5/ Quel est le livre que tu as le sentiment d'être le seul à aimer ?
En parlant un peu on est rarement seul à aimer un livre !


6/ Quel livre aimerais-tu faire découvrir au monde entier ?
Si ce n'est déjà fait, un livre de Gracq. Ou alors, dernièrement lu : Le passage du col d'Alain Nadaud, ou encore Nueva Königsberg, de Paul Vacca, très connu des internautes. Mais tellement d'autres encore !

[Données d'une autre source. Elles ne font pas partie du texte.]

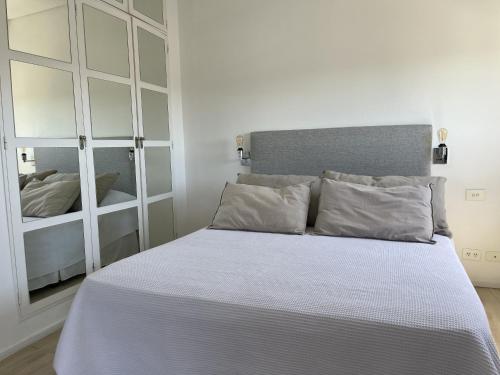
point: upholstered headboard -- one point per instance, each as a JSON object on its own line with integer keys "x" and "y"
{"x": 403, "y": 150}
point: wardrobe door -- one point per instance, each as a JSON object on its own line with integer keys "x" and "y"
{"x": 156, "y": 147}
{"x": 109, "y": 105}
{"x": 46, "y": 165}
{"x": 153, "y": 12}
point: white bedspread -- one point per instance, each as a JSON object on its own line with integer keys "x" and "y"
{"x": 227, "y": 302}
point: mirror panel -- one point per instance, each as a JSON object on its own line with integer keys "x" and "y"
{"x": 49, "y": 181}
{"x": 118, "y": 235}
{"x": 110, "y": 110}
{"x": 106, "y": 42}
{"x": 115, "y": 175}
{"x": 158, "y": 170}
{"x": 155, "y": 115}
{"x": 40, "y": 28}
{"x": 152, "y": 58}
{"x": 43, "y": 101}
{"x": 150, "y": 8}
{"x": 161, "y": 222}
{"x": 55, "y": 259}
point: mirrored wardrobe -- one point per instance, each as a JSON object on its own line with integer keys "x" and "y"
{"x": 85, "y": 98}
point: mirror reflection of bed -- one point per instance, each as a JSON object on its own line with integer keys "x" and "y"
{"x": 49, "y": 182}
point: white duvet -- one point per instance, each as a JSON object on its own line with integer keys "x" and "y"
{"x": 229, "y": 302}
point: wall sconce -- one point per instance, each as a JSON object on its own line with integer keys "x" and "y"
{"x": 24, "y": 157}
{"x": 441, "y": 152}
{"x": 243, "y": 155}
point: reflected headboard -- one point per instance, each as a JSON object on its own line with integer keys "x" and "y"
{"x": 403, "y": 150}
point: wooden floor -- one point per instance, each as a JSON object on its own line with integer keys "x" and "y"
{"x": 37, "y": 358}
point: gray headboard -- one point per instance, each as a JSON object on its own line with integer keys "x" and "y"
{"x": 403, "y": 150}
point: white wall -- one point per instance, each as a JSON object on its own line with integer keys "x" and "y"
{"x": 14, "y": 331}
{"x": 287, "y": 64}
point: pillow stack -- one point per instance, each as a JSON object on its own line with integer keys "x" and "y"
{"x": 393, "y": 208}
{"x": 46, "y": 194}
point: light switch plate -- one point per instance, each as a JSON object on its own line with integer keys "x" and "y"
{"x": 471, "y": 254}
{"x": 493, "y": 256}
{"x": 475, "y": 195}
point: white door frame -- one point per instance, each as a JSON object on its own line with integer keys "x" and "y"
{"x": 19, "y": 227}
{"x": 92, "y": 144}
{"x": 153, "y": 143}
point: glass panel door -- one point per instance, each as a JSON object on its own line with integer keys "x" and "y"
{"x": 40, "y": 28}
{"x": 108, "y": 89}
{"x": 156, "y": 145}
{"x": 45, "y": 164}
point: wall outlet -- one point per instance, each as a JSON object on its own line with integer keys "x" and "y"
{"x": 475, "y": 195}
{"x": 471, "y": 254}
{"x": 493, "y": 256}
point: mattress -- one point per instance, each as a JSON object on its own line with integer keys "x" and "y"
{"x": 231, "y": 302}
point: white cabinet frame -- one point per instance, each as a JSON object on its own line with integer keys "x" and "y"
{"x": 92, "y": 144}
{"x": 18, "y": 227}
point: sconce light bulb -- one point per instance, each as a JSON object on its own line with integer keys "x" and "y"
{"x": 239, "y": 141}
{"x": 442, "y": 135}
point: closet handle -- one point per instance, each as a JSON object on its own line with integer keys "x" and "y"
{"x": 82, "y": 141}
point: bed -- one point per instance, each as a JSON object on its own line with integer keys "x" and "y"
{"x": 232, "y": 302}
{"x": 63, "y": 257}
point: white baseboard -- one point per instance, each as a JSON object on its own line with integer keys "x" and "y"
{"x": 31, "y": 339}
{"x": 486, "y": 284}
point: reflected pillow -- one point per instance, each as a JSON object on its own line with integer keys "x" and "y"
{"x": 401, "y": 213}
{"x": 279, "y": 181}
{"x": 437, "y": 185}
{"x": 103, "y": 181}
{"x": 263, "y": 209}
{"x": 46, "y": 199}
{"x": 38, "y": 176}
{"x": 77, "y": 205}
{"x": 22, "y": 180}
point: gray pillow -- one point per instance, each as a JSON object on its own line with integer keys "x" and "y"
{"x": 46, "y": 199}
{"x": 437, "y": 186}
{"x": 103, "y": 183}
{"x": 22, "y": 180}
{"x": 401, "y": 213}
{"x": 77, "y": 205}
{"x": 279, "y": 181}
{"x": 38, "y": 176}
{"x": 263, "y": 209}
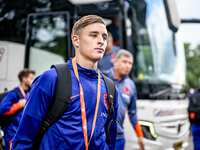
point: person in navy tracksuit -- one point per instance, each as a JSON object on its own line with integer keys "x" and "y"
{"x": 79, "y": 127}
{"x": 11, "y": 104}
{"x": 127, "y": 96}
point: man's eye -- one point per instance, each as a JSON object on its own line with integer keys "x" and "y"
{"x": 93, "y": 35}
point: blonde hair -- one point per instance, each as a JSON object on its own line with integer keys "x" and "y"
{"x": 85, "y": 21}
{"x": 124, "y": 53}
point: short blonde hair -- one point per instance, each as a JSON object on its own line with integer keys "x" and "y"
{"x": 123, "y": 52}
{"x": 85, "y": 21}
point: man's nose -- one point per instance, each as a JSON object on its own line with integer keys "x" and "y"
{"x": 101, "y": 40}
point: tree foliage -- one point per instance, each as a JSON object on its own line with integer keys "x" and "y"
{"x": 193, "y": 65}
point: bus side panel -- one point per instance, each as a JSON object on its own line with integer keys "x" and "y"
{"x": 12, "y": 61}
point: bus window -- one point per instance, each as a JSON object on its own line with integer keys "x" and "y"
{"x": 47, "y": 40}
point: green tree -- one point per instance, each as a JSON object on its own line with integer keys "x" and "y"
{"x": 193, "y": 65}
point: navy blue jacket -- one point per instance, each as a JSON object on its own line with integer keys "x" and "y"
{"x": 67, "y": 132}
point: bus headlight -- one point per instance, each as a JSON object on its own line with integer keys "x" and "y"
{"x": 148, "y": 130}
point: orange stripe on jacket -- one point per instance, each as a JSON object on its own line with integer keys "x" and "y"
{"x": 15, "y": 107}
{"x": 138, "y": 130}
{"x": 10, "y": 143}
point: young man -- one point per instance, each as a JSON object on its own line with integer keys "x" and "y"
{"x": 80, "y": 127}
{"x": 108, "y": 58}
{"x": 127, "y": 96}
{"x": 11, "y": 104}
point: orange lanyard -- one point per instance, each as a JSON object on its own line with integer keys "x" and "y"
{"x": 22, "y": 91}
{"x": 83, "y": 111}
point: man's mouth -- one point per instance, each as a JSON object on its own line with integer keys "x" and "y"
{"x": 99, "y": 49}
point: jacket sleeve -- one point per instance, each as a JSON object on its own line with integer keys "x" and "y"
{"x": 113, "y": 127}
{"x": 35, "y": 110}
{"x": 10, "y": 104}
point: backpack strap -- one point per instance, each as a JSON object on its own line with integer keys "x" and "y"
{"x": 60, "y": 101}
{"x": 111, "y": 89}
{"x": 19, "y": 95}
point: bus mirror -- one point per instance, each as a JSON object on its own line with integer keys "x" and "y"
{"x": 172, "y": 14}
{"x": 80, "y": 2}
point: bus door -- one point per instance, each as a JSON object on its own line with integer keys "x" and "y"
{"x": 47, "y": 40}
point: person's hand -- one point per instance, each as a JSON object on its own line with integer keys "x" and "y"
{"x": 22, "y": 102}
{"x": 141, "y": 143}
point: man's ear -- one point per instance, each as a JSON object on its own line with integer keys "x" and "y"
{"x": 24, "y": 79}
{"x": 75, "y": 40}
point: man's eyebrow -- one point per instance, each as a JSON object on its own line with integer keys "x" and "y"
{"x": 94, "y": 32}
{"x": 104, "y": 34}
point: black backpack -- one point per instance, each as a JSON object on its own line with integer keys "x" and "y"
{"x": 194, "y": 108}
{"x": 62, "y": 99}
{"x": 6, "y": 119}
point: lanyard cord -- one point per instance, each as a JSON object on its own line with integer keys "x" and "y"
{"x": 22, "y": 91}
{"x": 83, "y": 111}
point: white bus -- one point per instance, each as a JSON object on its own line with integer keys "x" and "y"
{"x": 147, "y": 28}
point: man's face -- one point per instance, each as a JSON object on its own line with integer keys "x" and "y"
{"x": 109, "y": 45}
{"x": 123, "y": 65}
{"x": 29, "y": 80}
{"x": 91, "y": 42}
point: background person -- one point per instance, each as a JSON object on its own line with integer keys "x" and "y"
{"x": 75, "y": 127}
{"x": 11, "y": 104}
{"x": 127, "y": 96}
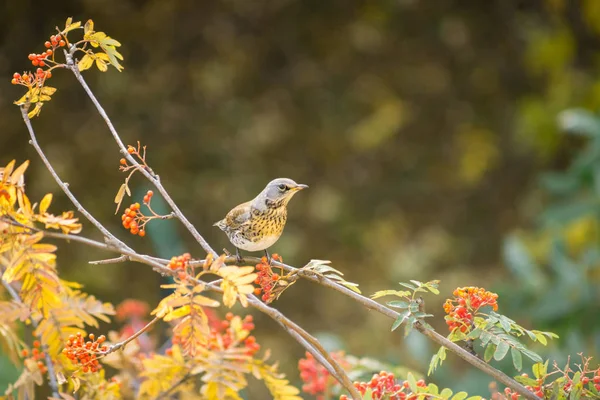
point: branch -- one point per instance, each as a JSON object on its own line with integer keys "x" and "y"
{"x": 149, "y": 174}
{"x": 305, "y": 339}
{"x": 51, "y": 373}
{"x": 63, "y": 185}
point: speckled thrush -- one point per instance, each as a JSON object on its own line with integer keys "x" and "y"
{"x": 257, "y": 224}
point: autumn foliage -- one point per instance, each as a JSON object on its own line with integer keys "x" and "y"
{"x": 210, "y": 352}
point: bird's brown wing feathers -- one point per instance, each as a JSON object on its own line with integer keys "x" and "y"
{"x": 238, "y": 215}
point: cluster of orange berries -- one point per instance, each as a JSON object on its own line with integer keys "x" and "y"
{"x": 266, "y": 278}
{"x": 30, "y": 79}
{"x": 131, "y": 217}
{"x": 315, "y": 376}
{"x": 538, "y": 390}
{"x": 84, "y": 353}
{"x": 180, "y": 263}
{"x": 148, "y": 197}
{"x": 467, "y": 301}
{"x": 384, "y": 385}
{"x": 37, "y": 356}
{"x": 55, "y": 41}
{"x": 225, "y": 336}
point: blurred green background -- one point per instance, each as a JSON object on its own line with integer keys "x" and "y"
{"x": 441, "y": 140}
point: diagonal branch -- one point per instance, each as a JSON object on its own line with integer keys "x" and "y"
{"x": 149, "y": 174}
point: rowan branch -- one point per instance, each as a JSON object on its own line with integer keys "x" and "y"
{"x": 148, "y": 173}
{"x": 51, "y": 373}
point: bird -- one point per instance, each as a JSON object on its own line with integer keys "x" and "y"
{"x": 257, "y": 224}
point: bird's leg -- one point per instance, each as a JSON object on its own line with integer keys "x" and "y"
{"x": 238, "y": 256}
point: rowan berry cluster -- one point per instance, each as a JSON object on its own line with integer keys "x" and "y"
{"x": 314, "y": 375}
{"x": 84, "y": 352}
{"x": 55, "y": 41}
{"x": 231, "y": 332}
{"x": 466, "y": 302}
{"x": 384, "y": 385}
{"x": 29, "y": 79}
{"x": 133, "y": 219}
{"x": 36, "y": 356}
{"x": 266, "y": 278}
{"x": 39, "y": 60}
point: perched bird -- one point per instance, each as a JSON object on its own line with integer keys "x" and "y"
{"x": 257, "y": 224}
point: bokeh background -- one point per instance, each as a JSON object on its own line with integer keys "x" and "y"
{"x": 451, "y": 140}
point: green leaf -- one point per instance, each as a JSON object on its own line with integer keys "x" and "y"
{"x": 501, "y": 351}
{"x": 401, "y": 318}
{"x": 412, "y": 383}
{"x": 540, "y": 369}
{"x": 85, "y": 63}
{"x": 408, "y": 285}
{"x": 485, "y": 337}
{"x": 446, "y": 393}
{"x": 408, "y": 326}
{"x": 399, "y": 293}
{"x": 534, "y": 356}
{"x": 460, "y": 396}
{"x": 517, "y": 359}
{"x": 525, "y": 380}
{"x": 432, "y": 389}
{"x": 489, "y": 352}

7/ Quel livre ferais-tu lire à ton pire ennemi pour le torturer ?
N'importe lequel d'Amélie Nothomb. Si en plus sa photo est en couverture, le supplice est bien pire !


8/ Quel livre pourrais-tu lire et relire ?
Nombreux sont ceux que j'ai déjà lus et relus, mais le plus probable : Le dernier jour d'un condamné de Victor Hugo.


9/Quel livre faut-il lire pour y découvrir un aspect de ta personnalité ?
Un de Pierre Desproges, de préférence parmi : Chroniques de la haine ordinaire, Manuel de savoir-vivre à l'usage des rustres et des malpolis, Dictionnaire superflu à l'usage de l'élite et des bien nantis


10/ Quel livre t'a fait verser tes plus grosses larmes ?
Harry Potter : j'ai essayé quelques pages et j'ai dû renoncer tellement ce n'est pas ma tasse de thé. Du coup, j'ai pu me moquer et en rire, peut-être pas jusqu'aux larmes, mais pas loin ...


11/ Quel livre t'a procuré ta plus forte émotion érotique ?
Émotion érotique, peut-être pas, mais La Robe de Robert Alexis est un roman sensuel et troublant.


12/ Quel livre emporterais-tu sur une île déserte ?
Un livre dense et conséquent, un livre de Julien Gracq, ou bien, je relirais Les Misérables.


13/ De quel livre attends-tu la parution avec la plus grande impatience ?
Aucun.


14/ Quel est selon toi le film adapté d'un livre, le plus réussi ?
Assez peu d'expérience dans le domaine. Deux exemples de polars me viennent à l'esprit : Pars vite et reviens tard, de Fred Vargas adapté par Régis Wargnier et Ne le dis à personne de Harlan Coben adapté par Guillaume Canet.

Je ne passe ce TAG à personne en particulier, mais qui veut le prend à son compte.